Defense attorneys dissect bail reform laws at criminal court seminar
/By Rachel Vick
At a lunchtime seminar Monday at the Queens Criminal Courthouse, a handful of Queens defense attorneys and judges dissected practical considerations of the state’s new bail reform law.
The continuing legal education event was organized by the Criminal Court Committee of the Queens County Bar Association and featured moderator Gary Miret and presenter Kathleen Rende, staff attorney with the Queens Defenders.
A state law that took effect Jan. 1 eliminates cash bail on misdemeanors and nonviolent felonies, as well as certain robbery offenses considered violent felonies. The change has already affected the regular practice of criminal defense attorneys, including when offenses are or are not bail eligible as well as exceptions, limitations and stipulations to bail alternatives.
“The new way [of approaching bail] is not, ‘Well how serious is this offense’ it’s whether it’s a qualifying or non-qualifying offense,” Rende said. “At the heart of the statute is setting the least restrictive alternative, whether that be bail or non-monetary condition or of their own recognizance, and now there’s a carve-out for qualifying offenses.”

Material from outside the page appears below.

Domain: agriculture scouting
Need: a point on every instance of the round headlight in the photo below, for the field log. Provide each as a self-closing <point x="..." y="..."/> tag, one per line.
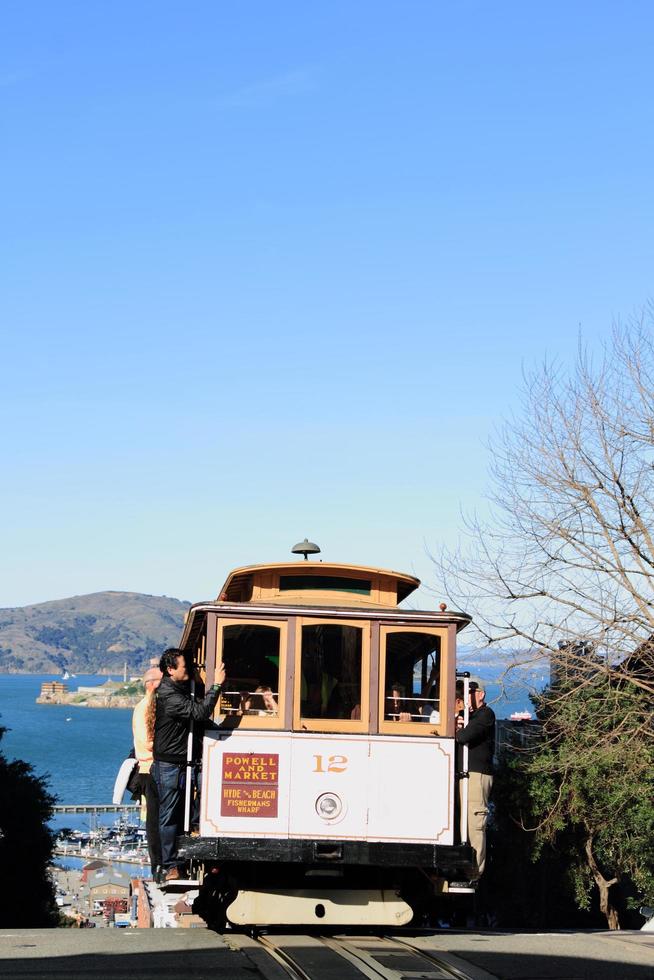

Mandatory conditions now include consideration for avoiding undue hardships, specifically financial burdens.
When making a decision, judges are now supposed to consider a non-monetary, “least restrictive alternative,” to “reasonably assure” their return to court, she said. Among the alternatives are supervised release and mandated contact with pretrial agencies like the Criminal Justice Agency — different tiers determine the extent of supervision.
Rende emphasized that those charged are not financially responsible for any element of alternative conditions, including transportation and drug testing.
She also pointed out some clauses that “may have been legislative oversight,” like in the case of home robberies; the current language allows bail to be set for an attempted robbery, but not for a successful one.
She went into detail on the court’s inability to implement electronic monitoring; without a nonprofit agency to supply the materials. There’s no “statutorily correct” way to apply the method, she said.
“This is not the first incongruity we’ve seen for the new bail and discovery statutes that aren't lined up with the practice as it stands,” Rende added.
One of “the most immediate points of contention” comes from the reminder requirements, she continued. Courts are mandated to inform defendants of upcoming court dates, but an Office of Court Administration contact form that asks for signatures and gets filed in court records has left many defendants and attorneys uneasy.
She explained that OCA is required to supply the form, but there is nothing requiring the defendant to fill it out. Clients have left it unsigned on the advice of their counsel, out of concern that the information could be used to incriminate their clients in other cases.